Wally sat watching him for a long time, seeing the changes that he had missed to begin with, and other things that he had never bothered to notice before: the vulnerability of that thin, reckless face, the sensitive mouth that accorded so ill with the firm obstinate chin, and the purposeful line of the black eyebrows that were at odds with a brow and temples that would have better befitted a poet or a dreamer than a soldier. It was a face at war with itself, beautifully modelled and yet somehow lacking cohesion. And it seemed to Wally that, in spite of the deep unyouthful lines that scored it and the faint scar of that old wound, the sleeper, in some ways, had not really grown up. He still saw things as wrong or right, good or bad, and fair or unfair – as children did, before they learned better. He still thought that he could do something to alter them…
All at once Wally felt deeply sorry for his friend, who thought that because a thing was ‘unfair’ it was wrong and ought to be changed, and who, being unable to look at any problem either from a strictly European or a wholly Asiatic standpoint, was deprived of the comforting armour of national prejudice and left with no defence against the regional bigotries of East and West.

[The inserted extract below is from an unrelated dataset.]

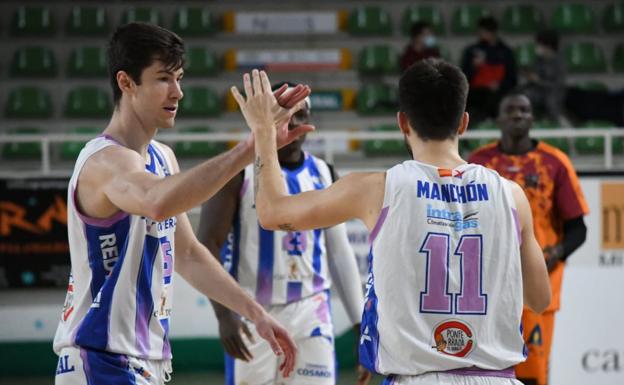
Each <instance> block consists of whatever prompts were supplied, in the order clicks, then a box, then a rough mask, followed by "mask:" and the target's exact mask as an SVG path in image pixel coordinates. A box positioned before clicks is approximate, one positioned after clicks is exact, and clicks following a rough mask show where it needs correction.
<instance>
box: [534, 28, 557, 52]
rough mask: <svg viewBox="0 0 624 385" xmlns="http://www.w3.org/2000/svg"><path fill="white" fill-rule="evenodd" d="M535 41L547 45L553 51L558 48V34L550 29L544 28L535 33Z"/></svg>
mask: <svg viewBox="0 0 624 385" xmlns="http://www.w3.org/2000/svg"><path fill="white" fill-rule="evenodd" d="M535 41H536V42H538V43H539V44H542V45H545V46H546V47H549V48H550V49H552V50H553V51H558V50H559V34H558V33H557V31H555V30H552V29H544V30H541V31H539V32H538V33H537V34H536V35H535Z"/></svg>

Ash, like his father Hilary, was a civilized and liberal-minded man with an interested and inquiring mind. But unlike Hilary, he had never grasped that the average mind is neither liberal or inquiring, but is in the main intolerant of any attitudes except its own firmly entrenched ones. He had his own gods, but they were neither Christian nor pagan. And he was not and never had been the dashing, romantic and wholly admirable hero of Wally's early imaginings, but was as fallible as the next man – and because of his unorthodox beginnings, possibly more prone to error than most. But he was still Ash, and no one, not even Wigram, could ever take his place in Wally's affections. A hoopoe flew down and began to probe for insects in the hard-packed earth, and Wally watched it idly for a moment or two before following Ash's example and drifting off into sleep.